Since June 19, public-private-partnership (PPP) investment projects have been implemented according to Decree 63/2018/ND-CP (Decree 63). This decree, was signed by the Prime Minister on May 4, replaces Decree 15, which was in effect from April 10, 2015. Decree 63 prescribes the fields, conditions, order and procedures for investment in the form of PPP. Deputy Minister of Planning and Investment Vu Dai Thang talks with Thoi bao Kinh te Viet Nam (Vietnam Economic Times) about this issue.

An important point of Decree 63 is that the proportion of investors’ equity capital required to move forward with PPP projects will be raised from 15 per cent to 20 per cent. Why were these figures selected?

In fact, the implementation of Build-Operate-Transfer (BOT) projects in the past shows that the investment capital ratio of 15 per cent did not prove investors’ financial ability to complete the projects. Therefore, during the process of revising Decree 15, we decided to raise the cap to 20 per cent in order to verify investors’ capability in BOT projects.

I think that the ratio of 20 per cent is enough to assure the investors’ financial stability as well as guarantee that their cash flow to implement the project will be on schedule. Previously when the ratio was 15 per cent, the money during the implementation of the bidding package and construction items were not guaranteed. Therefore, many BOT projects were delayed or unable to be fully financed. Furthermore, as the equity capital ratio is increased from 15 per cent to 20 per cent, the investors’ responsibility will be increased during the implementation process of the projects.

What other regulations does the decree highlight to ensure that the investors will disburse capital according to each project’s plan?

Decrees 63 and 15 both regulate that, besides ownership capital, the private investors need to have guarantees from financial institutions allowing them to access loans before they sign BOT and BT projects. Therefore, when entering the projects, the investors’ financial resources, including ownership capital and loans, are guaranteed to be disbursed.

Decree 63 also expands the State’s contribution capital in PPP projects. What is the significance of that?

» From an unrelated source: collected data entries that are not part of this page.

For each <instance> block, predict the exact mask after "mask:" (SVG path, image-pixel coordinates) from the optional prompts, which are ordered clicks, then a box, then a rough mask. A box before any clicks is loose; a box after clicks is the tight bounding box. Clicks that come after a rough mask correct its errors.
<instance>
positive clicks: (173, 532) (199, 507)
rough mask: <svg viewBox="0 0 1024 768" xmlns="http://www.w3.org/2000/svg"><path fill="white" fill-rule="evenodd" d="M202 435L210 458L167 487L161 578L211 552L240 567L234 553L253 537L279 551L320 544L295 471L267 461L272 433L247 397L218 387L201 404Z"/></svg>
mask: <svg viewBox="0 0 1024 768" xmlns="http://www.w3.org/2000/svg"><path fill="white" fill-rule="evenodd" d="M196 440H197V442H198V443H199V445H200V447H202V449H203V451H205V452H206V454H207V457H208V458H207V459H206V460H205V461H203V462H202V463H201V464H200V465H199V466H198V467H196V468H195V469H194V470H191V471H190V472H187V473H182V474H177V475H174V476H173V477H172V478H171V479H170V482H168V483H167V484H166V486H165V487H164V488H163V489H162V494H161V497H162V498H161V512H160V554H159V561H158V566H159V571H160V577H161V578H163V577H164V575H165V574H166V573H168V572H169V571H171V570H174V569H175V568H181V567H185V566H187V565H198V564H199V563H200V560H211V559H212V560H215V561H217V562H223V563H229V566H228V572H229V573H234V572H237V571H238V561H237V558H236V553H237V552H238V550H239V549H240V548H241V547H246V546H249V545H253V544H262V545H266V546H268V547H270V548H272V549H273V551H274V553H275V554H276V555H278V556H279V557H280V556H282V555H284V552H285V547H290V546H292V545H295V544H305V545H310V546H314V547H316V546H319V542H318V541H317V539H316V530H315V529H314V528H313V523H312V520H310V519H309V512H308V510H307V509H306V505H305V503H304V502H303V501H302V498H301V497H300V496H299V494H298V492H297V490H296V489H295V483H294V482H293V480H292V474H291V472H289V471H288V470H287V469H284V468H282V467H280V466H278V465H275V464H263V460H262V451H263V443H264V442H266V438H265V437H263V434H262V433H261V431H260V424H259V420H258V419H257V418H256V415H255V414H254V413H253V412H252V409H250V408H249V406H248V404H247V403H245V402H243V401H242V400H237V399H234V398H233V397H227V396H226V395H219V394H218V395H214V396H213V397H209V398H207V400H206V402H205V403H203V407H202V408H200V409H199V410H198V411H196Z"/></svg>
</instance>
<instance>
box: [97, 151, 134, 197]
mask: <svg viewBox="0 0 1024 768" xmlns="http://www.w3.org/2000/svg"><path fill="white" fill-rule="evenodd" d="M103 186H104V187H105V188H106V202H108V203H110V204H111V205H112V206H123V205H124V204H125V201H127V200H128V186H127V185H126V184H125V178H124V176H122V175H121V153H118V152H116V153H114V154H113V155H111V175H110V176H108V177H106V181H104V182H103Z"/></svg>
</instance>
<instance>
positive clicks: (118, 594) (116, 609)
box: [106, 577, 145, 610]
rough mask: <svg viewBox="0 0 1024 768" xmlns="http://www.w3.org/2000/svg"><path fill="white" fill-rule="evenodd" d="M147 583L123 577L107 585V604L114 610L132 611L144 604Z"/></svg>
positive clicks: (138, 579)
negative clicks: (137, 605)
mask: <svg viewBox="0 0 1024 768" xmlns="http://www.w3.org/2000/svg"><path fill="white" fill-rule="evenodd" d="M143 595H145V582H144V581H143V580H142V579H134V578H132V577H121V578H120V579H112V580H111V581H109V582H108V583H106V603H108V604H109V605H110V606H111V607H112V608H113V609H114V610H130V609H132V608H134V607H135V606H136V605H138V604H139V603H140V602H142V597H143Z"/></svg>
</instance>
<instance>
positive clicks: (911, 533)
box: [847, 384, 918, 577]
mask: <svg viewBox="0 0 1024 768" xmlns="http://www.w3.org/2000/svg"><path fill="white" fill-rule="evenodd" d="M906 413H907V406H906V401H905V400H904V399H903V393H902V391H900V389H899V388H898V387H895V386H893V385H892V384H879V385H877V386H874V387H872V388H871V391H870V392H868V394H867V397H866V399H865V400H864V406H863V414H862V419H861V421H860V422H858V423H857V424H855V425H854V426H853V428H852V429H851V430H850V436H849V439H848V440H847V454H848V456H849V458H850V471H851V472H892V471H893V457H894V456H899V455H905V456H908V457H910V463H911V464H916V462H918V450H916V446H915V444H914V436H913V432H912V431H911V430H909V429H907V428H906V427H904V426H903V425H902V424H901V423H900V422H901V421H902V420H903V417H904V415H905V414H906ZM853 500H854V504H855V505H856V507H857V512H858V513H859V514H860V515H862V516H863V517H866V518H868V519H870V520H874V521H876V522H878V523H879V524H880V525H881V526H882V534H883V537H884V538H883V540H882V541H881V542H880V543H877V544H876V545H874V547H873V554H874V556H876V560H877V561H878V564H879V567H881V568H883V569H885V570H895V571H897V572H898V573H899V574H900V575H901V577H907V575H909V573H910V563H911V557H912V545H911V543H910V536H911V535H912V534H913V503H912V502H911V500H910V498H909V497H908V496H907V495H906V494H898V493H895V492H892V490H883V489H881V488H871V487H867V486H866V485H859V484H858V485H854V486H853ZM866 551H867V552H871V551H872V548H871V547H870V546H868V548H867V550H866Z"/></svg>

According to the old regulations, the State’s contribution capital will be limited to the State budget’s capital resources and official development assistance (ODA) loans to provide corresponding capital for PPP projects. But in fact, there are many fields such as education and healthcare in which the State earns revenue from its public services.

Therefore, during the period of drafting the new decree, we proposed to add several new resources for the State budget, using revenue collected from the public services as a corresponding fund for the PPP projects. This will create diversification in the State’s contributions to PPP projects, especially in public service projects.

The budget fund resource has been regularly decreased so that the increase of the State’s contribution capital through public services will certainly increase PPP projects’ attractiveness in the eyes of the private sector.

There are still many shortcomings in BOT and BT projects. In your opinion, can Decree 63 solve such shortcomings?

In three years of implementing Decree 15 and carrying out BOT projects, there were many shortcomings such as in the appointment of contractors, price hikes and not publicising the land prices of projects in which investors are paid by the State with land (use of land use right value) as corresponding part. Therefore, we created a method to handle it in Decree 63 that also related to the BT projects.

Decree 63 has a charter of regulations on the implementation of BT projects, in which infrastructure projects are allowed to select investors after their designs and total cost estimates are approved. This regulation will help prevent price hikes in the projects.

Regarding the State’s land paid to the investors (as a corresponding investment), regulations are clarified to stipulate that the project’s land use should be planned in detail with the price close to the market value.

Does Decree 63 create opportunities for foreign investors to take part in PPP projects?

Decrees 15 and 63 on PPP are close to aligning with general international standards. However, because PPP involves so many other legal areas such as imports and exports and foreign exchange, during the implementation of the decree it’s clear that regulations relevant to the Government’s guarantee cannot be addressed only by the decree.

The Ministry of Planning and Investment has proposed the Government put the Law on PPP into the law-building programme. It’s expected to be considered in the National Assembly’s seventh session and passed in the eigth in October 2019. When the law is issued, all issues related to the attraction of investors to participate in PPP projects will be more detailed.